Eligible employees can take up to 26 workweeks of military caregiver leave during a single 12-month period to care for a covered servicemember with a serious injury or illness if the eligible employee is the servicemember’s spouse, child, parent, or next of kin.

  1. Understand the requirements. 

Some of the more serious violations our investigators encounter include pressuring an employee to shorten their leave or denying qualifying leave requests. In the most egregious cases, employers may violate the law by disciplining or firing employees for requesting leave. Employers can avoid these pitfalls by reviewing Wage and Hour Division employer guidance on its website.

Remember:

  • FMLA leave may be unpaid or used at the same time as employer-provided paid leave, though an employer may pay for FMLA leave time if it chooses.
  • Generally, employees may use FMLA leave all at once, intermittently, or on a reduced leave schedule.
  • Employers must continue to provide group health insurance coverage for an employee on FMLA leave under the same terms and conditions as if the employee had not taken leave.
  • Employees who use FMLA leave are entitled to be reinstated to their same job or to an equivalent job at the end of their FMLA leave.
  • Employers may not interfere with, restrain, deny, or retaliate against the exercise of any FMLA right.
  1. Know when you can require employees to provide certification for leave requests.

As an employer, you can ask your employee to certify that his or her leave request qualifies for FMLA coverage under certain circumstances. For example, you may require an employee to submit a certification from a health care provider to support the need for FMLA leave due to a family member’s or the employee’s own serious health condition. However, you may not request a certification for leave to bond with a newborn or a newly adopted or fostered child.

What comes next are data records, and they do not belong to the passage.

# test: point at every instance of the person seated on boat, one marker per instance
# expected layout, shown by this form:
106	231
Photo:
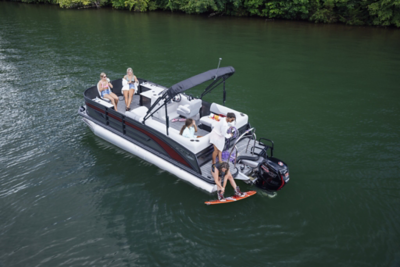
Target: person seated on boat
189	128
221	175
104	87
218	135
129	91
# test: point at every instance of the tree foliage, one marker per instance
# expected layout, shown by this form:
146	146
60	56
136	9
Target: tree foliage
351	12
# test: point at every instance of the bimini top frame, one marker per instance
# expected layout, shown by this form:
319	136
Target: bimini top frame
219	76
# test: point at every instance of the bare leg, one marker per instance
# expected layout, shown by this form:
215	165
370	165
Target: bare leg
231	180
126	96
214	155
220	156
131	93
112	101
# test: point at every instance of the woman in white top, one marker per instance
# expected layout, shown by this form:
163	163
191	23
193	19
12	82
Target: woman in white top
128	93
218	135
189	128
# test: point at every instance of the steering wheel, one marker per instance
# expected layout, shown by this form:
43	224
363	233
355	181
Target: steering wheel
177	98
233	131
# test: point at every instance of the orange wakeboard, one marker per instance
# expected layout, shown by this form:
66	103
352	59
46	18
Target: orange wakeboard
231	199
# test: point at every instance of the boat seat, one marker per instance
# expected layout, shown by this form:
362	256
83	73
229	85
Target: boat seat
241	119
137	114
190	108
125	86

When you require certification:

  • You must notify employees in writing each time.
  • You must give the employee at least 15 calendar days to obtain the medical certification. If an employee never produces the certification, the leave is not FMLA-protected leave.
  • You may require that requests for qualifying exigency and military caregiver leave be supported by a certification, but the notice and timing requirements are not the same. In some circumstances, an employee may not be held liable for administrative delays in the issuance of military documents.
  1. Notify employees of their rights. 

Notice is very important for compliance and reducing misunderstandings, yet employers often violate the FMLA by failing to provide it. Covered employers must provide general notice explaining the FMLA’s provisions and how to file a complaint with WHD, along with general information in employee handbooks or other written materials.

When an employee first takes time off for a reason that may qualify for leave, the employer must notify the employee whether he or she is eligible for FMLA leave and, if eligible, of his or her rights and responsibilities. The employer also must notify the employee in writing whether the employee’s time off from work will be designated FMLA leave and the amount of time that will count against the employee’s FMLA leave entitlement. 

  1. Communicate clearly.

Communication is critical at all stages of the FMLA process and is a key component of successfully administering the FMLA. Keeping open lines of communication is especially important when employees have questions or take time off unexpectedly. 

Find more FMLA resources online, including a comprehensive guide for employers, forms, toolkits, the PAID self-audit program, and a new FMLA video series on YouTube. Our materials are designed to support employer compliance, while promoting employee well-being and retention. 

 

Dana M. Deason is a senior policy advisor in the U.S. Department of Labor’s Wage and Hour Division.